Le club naît sous la dénomination Évian Thonon Gaillard en 2009. Il remplace alors l'Olympique Croix-de-Savoie 74, lui-même issu de fusions successives de clubs savoyards (Football puis Olympique Croix-de-Savoie), dans les années 2000. Club amateur de haut niveau qui participe au championnat de National en 2004, 2006 puis à partir de 2008, il est connu pour quelques épopées en Coupe de France. Les deux plus beaux parcours se terminent par des éliminations en seizième de finale par des clubs de Ligue 1 (Rennes en 2004 et Lyon en 2009).
Drôle de mélange
En 2009, le club se restructure et change de statut juridique. Le nouvel actionnariat est composé d'un ensemble hétéroclite de personnalités plus ou moins liées au football.

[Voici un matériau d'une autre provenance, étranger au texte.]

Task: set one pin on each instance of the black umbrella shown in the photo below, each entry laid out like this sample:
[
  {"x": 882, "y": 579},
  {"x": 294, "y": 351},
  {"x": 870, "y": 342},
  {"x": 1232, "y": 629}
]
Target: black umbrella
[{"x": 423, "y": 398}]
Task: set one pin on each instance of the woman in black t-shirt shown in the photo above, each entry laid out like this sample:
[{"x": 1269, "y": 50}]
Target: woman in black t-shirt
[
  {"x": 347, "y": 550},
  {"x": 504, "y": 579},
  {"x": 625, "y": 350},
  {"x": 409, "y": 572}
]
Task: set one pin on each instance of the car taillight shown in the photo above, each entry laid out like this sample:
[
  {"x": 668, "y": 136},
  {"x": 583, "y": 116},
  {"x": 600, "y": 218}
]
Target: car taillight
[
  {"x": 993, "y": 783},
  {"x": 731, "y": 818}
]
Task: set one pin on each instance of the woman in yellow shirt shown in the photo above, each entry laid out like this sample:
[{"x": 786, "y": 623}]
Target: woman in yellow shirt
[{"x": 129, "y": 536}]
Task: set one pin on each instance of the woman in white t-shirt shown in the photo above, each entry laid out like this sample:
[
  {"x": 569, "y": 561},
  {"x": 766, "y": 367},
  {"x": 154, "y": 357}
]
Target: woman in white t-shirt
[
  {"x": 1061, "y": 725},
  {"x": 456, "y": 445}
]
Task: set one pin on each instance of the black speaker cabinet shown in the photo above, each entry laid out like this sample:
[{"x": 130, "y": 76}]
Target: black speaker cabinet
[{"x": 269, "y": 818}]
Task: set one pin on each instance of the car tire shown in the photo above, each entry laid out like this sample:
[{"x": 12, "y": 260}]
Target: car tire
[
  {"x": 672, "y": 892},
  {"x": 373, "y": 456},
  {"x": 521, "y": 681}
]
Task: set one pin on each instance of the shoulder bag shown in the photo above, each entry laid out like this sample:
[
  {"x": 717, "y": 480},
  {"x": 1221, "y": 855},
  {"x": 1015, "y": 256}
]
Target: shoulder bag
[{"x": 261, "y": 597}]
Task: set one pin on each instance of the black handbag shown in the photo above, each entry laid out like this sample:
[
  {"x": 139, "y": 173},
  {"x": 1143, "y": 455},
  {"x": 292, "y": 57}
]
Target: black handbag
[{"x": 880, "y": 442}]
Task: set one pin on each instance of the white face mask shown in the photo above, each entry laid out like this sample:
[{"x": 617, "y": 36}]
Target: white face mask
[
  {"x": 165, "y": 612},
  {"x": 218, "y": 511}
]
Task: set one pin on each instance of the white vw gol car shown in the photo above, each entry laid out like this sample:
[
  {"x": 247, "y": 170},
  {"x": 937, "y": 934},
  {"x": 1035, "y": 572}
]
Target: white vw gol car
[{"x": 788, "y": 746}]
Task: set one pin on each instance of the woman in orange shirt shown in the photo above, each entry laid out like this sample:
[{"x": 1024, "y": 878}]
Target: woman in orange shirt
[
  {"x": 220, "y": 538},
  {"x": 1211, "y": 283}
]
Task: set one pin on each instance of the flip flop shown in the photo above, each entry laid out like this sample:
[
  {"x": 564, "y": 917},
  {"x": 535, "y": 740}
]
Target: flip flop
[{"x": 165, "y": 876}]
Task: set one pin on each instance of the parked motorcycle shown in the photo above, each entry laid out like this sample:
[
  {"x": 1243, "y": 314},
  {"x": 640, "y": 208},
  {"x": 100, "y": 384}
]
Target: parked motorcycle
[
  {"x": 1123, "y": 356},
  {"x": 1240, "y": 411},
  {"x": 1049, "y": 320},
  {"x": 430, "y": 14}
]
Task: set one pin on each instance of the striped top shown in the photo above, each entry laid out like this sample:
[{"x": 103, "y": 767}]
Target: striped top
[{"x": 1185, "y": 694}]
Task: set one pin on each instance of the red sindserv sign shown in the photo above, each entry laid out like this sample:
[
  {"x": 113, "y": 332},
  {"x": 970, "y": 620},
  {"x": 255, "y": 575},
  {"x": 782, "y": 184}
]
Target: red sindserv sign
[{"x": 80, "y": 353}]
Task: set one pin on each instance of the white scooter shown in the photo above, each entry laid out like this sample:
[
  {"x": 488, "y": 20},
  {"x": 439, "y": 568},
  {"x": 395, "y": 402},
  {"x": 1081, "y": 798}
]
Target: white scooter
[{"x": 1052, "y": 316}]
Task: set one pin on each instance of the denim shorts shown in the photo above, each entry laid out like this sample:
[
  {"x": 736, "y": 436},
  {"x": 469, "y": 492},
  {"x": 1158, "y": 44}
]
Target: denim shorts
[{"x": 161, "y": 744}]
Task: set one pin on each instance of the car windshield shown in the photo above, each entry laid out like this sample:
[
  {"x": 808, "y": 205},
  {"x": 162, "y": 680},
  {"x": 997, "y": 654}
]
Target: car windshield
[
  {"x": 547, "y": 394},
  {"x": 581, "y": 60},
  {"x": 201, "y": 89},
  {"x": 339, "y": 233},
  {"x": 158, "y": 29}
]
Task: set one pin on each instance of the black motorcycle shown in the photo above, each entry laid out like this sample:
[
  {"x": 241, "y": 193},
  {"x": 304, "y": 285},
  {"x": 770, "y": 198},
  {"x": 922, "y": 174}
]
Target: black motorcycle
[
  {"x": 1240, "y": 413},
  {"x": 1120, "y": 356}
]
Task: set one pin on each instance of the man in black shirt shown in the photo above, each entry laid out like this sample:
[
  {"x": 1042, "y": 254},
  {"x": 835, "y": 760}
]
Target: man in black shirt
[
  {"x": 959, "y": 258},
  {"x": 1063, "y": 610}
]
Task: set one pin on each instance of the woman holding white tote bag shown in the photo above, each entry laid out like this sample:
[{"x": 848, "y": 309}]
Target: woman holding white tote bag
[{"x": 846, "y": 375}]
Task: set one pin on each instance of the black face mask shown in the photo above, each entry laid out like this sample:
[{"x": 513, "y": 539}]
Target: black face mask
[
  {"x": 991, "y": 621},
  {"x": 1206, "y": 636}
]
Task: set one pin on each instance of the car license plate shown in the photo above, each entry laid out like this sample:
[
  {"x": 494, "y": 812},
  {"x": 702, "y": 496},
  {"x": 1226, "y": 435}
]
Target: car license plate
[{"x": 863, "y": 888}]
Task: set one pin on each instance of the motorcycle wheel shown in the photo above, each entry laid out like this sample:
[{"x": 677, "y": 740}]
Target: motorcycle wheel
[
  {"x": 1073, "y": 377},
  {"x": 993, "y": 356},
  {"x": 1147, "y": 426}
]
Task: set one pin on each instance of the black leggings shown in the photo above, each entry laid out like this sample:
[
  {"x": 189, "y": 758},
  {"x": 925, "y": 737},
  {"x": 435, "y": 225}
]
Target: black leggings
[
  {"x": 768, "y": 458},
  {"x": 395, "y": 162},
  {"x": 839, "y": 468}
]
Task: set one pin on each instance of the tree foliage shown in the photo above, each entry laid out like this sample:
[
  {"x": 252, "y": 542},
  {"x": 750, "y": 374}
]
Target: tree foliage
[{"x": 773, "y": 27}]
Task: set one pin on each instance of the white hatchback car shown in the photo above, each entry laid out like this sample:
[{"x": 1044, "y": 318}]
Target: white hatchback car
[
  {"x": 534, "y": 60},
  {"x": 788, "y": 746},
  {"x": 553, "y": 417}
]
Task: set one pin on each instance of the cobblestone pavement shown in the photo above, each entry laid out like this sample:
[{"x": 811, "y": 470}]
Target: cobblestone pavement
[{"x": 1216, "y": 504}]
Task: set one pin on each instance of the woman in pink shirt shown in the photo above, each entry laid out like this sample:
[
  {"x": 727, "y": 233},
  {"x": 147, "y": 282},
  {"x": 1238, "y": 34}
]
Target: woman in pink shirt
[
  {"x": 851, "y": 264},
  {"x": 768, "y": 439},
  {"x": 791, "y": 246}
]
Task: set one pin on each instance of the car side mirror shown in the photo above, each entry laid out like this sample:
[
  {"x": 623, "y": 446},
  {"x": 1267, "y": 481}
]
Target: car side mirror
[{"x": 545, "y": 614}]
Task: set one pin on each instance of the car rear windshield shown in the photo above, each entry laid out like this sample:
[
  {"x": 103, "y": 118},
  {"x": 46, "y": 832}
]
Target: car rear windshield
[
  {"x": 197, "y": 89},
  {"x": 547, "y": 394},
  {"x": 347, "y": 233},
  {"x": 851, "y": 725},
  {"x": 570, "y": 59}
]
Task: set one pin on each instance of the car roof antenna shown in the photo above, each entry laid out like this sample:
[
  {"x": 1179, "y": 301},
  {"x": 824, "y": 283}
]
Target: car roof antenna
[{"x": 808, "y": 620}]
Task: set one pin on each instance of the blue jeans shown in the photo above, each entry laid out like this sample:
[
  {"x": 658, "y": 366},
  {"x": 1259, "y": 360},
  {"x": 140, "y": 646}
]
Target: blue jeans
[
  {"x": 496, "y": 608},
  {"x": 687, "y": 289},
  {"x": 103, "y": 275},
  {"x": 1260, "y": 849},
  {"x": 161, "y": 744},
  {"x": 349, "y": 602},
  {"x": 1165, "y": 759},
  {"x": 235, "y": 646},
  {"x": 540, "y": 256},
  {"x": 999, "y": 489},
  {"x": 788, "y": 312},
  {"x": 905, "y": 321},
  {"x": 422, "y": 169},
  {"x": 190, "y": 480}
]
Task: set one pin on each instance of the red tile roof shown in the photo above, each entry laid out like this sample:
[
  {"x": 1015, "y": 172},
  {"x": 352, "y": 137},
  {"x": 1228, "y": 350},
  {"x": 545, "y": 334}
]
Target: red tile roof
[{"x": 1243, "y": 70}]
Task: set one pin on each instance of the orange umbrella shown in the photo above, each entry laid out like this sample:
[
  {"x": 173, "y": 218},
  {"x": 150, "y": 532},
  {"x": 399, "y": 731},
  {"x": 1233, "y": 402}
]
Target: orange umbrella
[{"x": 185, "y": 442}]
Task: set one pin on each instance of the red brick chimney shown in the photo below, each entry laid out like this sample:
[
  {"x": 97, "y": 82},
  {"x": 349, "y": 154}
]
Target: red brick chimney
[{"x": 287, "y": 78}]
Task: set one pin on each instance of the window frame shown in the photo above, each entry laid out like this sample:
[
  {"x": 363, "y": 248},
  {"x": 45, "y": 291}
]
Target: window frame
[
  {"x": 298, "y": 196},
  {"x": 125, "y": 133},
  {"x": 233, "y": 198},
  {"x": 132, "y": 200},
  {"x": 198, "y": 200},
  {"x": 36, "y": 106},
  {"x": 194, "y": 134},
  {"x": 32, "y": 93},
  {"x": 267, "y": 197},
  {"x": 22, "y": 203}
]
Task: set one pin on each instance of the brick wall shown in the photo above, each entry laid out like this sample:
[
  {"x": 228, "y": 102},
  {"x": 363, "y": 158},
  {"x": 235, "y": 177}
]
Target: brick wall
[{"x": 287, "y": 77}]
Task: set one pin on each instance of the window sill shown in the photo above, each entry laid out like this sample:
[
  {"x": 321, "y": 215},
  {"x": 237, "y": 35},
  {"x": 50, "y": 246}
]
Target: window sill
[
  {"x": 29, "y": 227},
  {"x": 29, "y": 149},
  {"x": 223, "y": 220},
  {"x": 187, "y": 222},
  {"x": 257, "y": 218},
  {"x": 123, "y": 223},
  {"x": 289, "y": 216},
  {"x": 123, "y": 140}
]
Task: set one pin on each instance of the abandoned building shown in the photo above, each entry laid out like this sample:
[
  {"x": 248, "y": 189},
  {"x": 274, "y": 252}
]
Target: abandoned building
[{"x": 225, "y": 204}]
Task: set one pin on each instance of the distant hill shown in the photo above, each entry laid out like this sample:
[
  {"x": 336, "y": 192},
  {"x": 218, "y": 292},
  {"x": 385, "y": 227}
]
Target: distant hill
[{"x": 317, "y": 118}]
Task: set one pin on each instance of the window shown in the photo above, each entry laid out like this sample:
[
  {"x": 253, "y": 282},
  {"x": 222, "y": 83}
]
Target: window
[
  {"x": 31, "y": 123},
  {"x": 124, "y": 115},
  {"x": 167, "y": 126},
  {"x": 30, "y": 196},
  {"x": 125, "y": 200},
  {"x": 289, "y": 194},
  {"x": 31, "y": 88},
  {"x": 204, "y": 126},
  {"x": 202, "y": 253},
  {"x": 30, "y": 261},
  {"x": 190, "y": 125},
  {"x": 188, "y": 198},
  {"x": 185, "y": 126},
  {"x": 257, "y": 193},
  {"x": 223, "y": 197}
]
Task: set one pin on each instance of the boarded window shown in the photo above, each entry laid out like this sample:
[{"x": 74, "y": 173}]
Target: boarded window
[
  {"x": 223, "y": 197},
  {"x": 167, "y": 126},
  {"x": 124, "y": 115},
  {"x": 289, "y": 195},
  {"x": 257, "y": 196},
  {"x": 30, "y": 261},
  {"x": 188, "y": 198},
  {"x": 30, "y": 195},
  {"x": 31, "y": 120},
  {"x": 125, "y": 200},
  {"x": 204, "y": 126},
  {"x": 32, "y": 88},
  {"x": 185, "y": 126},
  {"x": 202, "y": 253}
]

On trouve d'un côté deux entrepreneurs de la région, Esfandiar Bakhtiar (42% des parts) et Richard Tumbach (16%), de l'autre (environ 33%) quelques célébrités comme Zinédine Zidane, Bixente Lizarazu, Alain Boghossian, Sébastien Bazin ou Marc Veyrat... [1]. Cet ensemble s'est rassemblé autour de Frank Riboud, qui le qualifie de "groupe d'amis". Le PDG de Danone se place en retrait officiellement (Président d'Honneur) mais aux manettes officieusement. On imagine la plupart de ces actionnaires attirés par la lumière. Mais, pour Franck Riboud, c'est plus que cela: "L'idée de base, c'est le lien social. Nous faisons 60% de l'emploi ici."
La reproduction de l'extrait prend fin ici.